OpenShift Platform Day2 - Backup
All Kubernetes resources are described by data stored in a reliable database which is etcd. In the event of some Pods being deleted, their supervising Deployment will re-create them from the spec held in the etcd database. In case of your worker node failure, then it will be recovered. So, do we need a backup?
Here are a couple of examples. It will not prevent a misconfigured application from overwriting its data, or an operator from running a command with the wrong environment variables and accidentally dropping the production database instead of the development one. Another example is that it won’t protect you from accidentally deleting the storage volume by mis-clicking in a web console.

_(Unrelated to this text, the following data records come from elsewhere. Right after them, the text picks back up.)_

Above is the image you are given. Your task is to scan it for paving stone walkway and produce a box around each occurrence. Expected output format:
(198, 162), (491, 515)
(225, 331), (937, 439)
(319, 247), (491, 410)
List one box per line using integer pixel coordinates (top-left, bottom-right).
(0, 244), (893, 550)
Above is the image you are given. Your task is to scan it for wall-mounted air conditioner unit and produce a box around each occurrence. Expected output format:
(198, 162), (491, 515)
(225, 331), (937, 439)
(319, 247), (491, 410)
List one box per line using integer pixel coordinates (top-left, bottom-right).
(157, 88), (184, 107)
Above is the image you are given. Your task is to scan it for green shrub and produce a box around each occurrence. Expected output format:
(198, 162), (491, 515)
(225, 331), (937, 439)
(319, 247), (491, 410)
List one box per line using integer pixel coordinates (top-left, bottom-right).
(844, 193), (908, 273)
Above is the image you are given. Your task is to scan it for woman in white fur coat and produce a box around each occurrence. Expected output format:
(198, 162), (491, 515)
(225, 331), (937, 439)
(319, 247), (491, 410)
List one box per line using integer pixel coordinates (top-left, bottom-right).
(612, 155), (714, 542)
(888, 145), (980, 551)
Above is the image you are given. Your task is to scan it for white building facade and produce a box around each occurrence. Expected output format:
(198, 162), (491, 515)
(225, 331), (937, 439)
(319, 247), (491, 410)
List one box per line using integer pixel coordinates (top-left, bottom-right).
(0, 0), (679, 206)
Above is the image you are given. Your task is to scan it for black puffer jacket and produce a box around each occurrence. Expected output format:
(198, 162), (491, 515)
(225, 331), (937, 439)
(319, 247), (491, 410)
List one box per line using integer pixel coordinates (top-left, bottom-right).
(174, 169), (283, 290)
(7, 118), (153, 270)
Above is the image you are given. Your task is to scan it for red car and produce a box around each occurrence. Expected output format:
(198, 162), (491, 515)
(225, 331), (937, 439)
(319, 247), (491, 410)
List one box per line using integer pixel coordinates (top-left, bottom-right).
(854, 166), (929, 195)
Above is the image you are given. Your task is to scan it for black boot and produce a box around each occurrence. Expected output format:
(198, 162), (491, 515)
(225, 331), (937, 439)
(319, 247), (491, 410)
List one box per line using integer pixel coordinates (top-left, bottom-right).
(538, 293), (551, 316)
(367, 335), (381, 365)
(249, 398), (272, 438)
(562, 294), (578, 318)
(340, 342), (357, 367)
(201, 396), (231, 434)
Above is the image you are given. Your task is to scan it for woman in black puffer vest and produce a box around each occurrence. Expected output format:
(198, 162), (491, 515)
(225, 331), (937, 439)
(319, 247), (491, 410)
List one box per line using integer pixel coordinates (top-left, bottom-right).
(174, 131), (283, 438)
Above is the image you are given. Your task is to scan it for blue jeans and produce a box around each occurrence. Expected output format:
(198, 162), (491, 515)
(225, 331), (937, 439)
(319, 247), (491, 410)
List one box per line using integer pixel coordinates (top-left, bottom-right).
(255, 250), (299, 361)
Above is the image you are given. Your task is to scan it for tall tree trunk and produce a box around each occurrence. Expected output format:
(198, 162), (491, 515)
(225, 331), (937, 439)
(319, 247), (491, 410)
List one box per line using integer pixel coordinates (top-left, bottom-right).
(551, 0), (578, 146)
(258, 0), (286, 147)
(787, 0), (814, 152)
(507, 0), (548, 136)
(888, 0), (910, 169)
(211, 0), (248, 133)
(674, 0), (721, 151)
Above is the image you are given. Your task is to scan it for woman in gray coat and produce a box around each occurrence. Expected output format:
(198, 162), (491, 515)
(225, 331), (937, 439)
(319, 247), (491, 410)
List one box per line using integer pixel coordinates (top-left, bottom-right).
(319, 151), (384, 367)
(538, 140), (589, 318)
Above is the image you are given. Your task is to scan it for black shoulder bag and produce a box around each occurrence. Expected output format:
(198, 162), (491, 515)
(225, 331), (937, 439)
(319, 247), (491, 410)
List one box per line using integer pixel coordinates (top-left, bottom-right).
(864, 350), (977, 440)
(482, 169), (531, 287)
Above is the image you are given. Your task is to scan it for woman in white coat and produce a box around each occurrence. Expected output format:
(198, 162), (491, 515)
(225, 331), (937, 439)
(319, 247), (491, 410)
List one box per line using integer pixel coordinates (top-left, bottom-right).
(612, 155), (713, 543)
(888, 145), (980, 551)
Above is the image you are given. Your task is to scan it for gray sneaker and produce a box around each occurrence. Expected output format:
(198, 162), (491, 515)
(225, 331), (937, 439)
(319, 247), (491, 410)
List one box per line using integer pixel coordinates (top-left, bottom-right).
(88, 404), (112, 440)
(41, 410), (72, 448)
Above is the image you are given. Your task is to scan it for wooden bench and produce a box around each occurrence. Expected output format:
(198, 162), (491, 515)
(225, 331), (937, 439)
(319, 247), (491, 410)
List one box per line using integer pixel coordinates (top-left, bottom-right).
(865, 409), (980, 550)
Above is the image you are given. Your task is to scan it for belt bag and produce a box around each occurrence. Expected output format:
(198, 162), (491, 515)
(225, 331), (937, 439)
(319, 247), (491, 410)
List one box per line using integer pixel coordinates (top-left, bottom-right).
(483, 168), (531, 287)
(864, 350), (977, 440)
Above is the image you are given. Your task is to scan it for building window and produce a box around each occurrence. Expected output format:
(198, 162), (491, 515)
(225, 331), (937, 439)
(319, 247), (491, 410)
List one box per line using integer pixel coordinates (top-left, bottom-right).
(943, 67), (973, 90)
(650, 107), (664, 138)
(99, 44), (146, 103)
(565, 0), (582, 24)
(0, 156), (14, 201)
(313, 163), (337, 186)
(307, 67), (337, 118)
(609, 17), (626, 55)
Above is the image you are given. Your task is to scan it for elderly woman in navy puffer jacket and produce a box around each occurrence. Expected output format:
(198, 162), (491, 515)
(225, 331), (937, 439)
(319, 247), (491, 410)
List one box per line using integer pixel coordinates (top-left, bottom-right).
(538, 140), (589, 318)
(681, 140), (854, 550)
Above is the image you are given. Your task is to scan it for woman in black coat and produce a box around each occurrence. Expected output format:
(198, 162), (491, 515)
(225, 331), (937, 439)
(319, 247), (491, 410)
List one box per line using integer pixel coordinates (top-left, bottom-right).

Cloud Native DevOps with Kubernetes:
However, the major factor in running and managing a successful backup process is to understand the needs, SLOs and how services will be delivered to the platform users (i.e. the Platform Operators configure application backups, or the tools are provided and the Application teams configure backups and the platform team is only concerned with the Platform and Storage backups). This split in responsibility is common and one of the major tenants of OpenShift - Self Service
As discussed below, you will find sections on “Day 1” (the installation) and “Day 2” (the daily operations) of the platform.
When you consider backup in OCP there are 2 important catagories to consider: system backup and application data backup.
- System backup means backup up your etcd data.
- Backup of Application Data includes both your deployments and data which your applications are accessing to.
However, one additional aspect that needs to taken into account is “What is contained within the platform??“. While we discuss within this document the use of the out-of-the-box registry for storing images, capturing build or configuration data, there are cases where this data is not hosted within the platform. As an example, an external build tool and image repository (i.e. GitOps), where all data for the application is stored in Git and webhooks are used to orchestrate build, tests and deployments. In those cases the Platform SRE and the DevOps Engineer would focus on how and what must be backed up from a platform perspective and what is handled via a different group/domain (i.e. the SRE team for GitHub).
As in any backup it is very important that you test your ability to restore on a regular basis.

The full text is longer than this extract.